Lucien Schaeffer

Personal information
- Date of birth: 6 June 1928
- Place of birth: Eschau, Bas-Rhin, France
- Date of death: 28 December 2016 (aged 88)
- Place of death: Eschau, Bas-Rhin, France
- Position(s): Goalkeeper

Youth career
- FC Eschau
- ?–1946: FAIG

Senior career*
- Years: Team / Apps / (Gls)
- 1947–1953: Strasbourg / 115
- 1953–1963: Valenciennes / 302
- 1963–1965: US Chauny

International career
- 1948: France Olympic

Managerial career
- 1963–1965: US Chauny

= Lucien Schaeffer =

French footballer (1928–2016)

Lucien Schaeffer (6 June 1928 – 28 December 2016) was a French football goalkeeper who was a member of the French squad at the 1948 Summer Olympics, but he did not play in any matches.

==Club career==
Schaeffer started football at FC Eschau and FAIG. In 1945, he was recruited by Strasbourg, starting as an amateur player until 1948
With Strasbourg he won the 1951 Coupe de France, the club's first ever honour while he was the starting goalkeeper.
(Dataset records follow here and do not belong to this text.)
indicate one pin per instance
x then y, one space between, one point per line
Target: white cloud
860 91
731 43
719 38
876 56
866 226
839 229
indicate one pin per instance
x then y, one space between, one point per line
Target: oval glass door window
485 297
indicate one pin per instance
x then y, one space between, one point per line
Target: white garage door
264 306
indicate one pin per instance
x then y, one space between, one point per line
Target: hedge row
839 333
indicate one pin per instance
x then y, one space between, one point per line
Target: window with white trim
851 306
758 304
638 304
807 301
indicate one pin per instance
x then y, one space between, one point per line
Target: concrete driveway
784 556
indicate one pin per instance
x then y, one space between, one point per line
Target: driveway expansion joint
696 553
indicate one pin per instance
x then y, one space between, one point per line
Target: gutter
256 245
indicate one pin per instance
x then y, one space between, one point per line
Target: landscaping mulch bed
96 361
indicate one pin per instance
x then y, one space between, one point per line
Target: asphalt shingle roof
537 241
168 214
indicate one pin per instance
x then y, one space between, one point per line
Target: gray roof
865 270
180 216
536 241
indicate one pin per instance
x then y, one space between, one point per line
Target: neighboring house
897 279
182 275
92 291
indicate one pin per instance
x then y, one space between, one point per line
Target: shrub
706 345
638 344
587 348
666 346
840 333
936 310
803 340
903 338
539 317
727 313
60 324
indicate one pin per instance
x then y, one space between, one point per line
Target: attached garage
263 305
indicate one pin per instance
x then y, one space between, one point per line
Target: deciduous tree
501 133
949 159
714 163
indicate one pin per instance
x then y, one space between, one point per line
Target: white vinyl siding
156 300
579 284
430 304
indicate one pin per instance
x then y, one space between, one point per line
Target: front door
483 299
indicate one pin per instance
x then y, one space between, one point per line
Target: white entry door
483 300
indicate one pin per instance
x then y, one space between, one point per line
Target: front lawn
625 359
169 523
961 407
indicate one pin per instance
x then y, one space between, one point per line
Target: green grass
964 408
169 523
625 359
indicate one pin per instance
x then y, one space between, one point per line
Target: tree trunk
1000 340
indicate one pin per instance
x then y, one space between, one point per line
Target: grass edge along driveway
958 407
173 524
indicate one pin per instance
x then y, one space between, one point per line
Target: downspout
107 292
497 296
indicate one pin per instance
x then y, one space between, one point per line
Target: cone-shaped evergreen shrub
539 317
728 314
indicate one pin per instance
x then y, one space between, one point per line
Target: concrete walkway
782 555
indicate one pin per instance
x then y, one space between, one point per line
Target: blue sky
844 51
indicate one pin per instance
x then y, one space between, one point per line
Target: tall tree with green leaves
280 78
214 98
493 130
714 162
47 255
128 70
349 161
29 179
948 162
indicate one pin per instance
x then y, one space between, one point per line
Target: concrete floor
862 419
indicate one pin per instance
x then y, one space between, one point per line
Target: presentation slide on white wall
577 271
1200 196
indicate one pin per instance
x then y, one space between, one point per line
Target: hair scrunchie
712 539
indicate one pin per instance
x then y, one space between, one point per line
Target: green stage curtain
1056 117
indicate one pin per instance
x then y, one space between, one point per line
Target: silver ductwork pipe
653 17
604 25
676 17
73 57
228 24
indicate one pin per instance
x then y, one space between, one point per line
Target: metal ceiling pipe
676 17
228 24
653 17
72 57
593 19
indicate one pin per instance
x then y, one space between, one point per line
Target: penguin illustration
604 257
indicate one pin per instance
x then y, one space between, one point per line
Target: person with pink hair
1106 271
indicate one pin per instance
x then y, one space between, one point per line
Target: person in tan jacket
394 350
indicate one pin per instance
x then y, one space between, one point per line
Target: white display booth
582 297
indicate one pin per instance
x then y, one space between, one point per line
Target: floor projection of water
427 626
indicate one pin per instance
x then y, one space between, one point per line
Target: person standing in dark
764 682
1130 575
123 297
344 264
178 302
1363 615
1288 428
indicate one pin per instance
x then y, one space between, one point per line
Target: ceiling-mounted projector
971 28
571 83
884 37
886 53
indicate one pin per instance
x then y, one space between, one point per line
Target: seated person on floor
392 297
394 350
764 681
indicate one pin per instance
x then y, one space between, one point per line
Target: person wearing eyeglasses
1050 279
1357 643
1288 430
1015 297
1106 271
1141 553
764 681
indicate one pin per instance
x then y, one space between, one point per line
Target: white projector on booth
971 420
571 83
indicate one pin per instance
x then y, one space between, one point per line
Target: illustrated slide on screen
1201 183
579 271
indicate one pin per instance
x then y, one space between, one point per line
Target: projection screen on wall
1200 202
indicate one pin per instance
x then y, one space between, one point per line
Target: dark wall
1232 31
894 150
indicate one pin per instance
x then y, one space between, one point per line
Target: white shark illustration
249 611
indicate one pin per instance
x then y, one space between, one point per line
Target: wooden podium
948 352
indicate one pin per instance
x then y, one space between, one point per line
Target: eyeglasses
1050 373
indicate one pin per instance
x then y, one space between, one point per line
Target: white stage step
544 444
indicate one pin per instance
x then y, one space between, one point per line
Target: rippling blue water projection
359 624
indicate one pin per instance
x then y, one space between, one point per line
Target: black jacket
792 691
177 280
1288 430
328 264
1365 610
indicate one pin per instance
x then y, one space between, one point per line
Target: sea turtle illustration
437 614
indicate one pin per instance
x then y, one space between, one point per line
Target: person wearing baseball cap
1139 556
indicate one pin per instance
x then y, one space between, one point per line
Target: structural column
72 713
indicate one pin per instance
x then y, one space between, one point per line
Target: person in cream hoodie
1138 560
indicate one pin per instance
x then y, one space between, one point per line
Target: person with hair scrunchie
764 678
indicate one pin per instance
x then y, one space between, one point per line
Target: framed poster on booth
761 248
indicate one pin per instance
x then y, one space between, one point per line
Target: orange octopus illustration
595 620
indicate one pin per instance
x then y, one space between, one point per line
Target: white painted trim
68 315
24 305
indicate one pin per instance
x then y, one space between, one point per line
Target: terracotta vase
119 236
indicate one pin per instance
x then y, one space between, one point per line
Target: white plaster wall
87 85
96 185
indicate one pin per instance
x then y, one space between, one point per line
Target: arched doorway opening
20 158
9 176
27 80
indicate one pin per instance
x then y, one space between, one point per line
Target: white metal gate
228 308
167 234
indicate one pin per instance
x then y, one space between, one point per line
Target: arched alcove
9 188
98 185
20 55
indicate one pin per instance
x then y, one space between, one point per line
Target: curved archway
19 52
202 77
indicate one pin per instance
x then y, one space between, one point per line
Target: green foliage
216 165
In 1953 he went to Valenciennes where he stayed 10 years. He then ended his career at amateur side US Chauny, from 1963 to 1965.

==International career==
Schaeffer was selected in France Football squad for the 1948 Summer Olympics, and was an unused substitute for the two Games against India and Great Britain, as France were eliminated in the quarterfinals.

==Managerial career==
Schaeffer had a brief stint as a manager from 1963 to 1965 at US Chauny while he was still a player there.

==Death==
Schaeffer died on 28 December 2016 at the age of 88.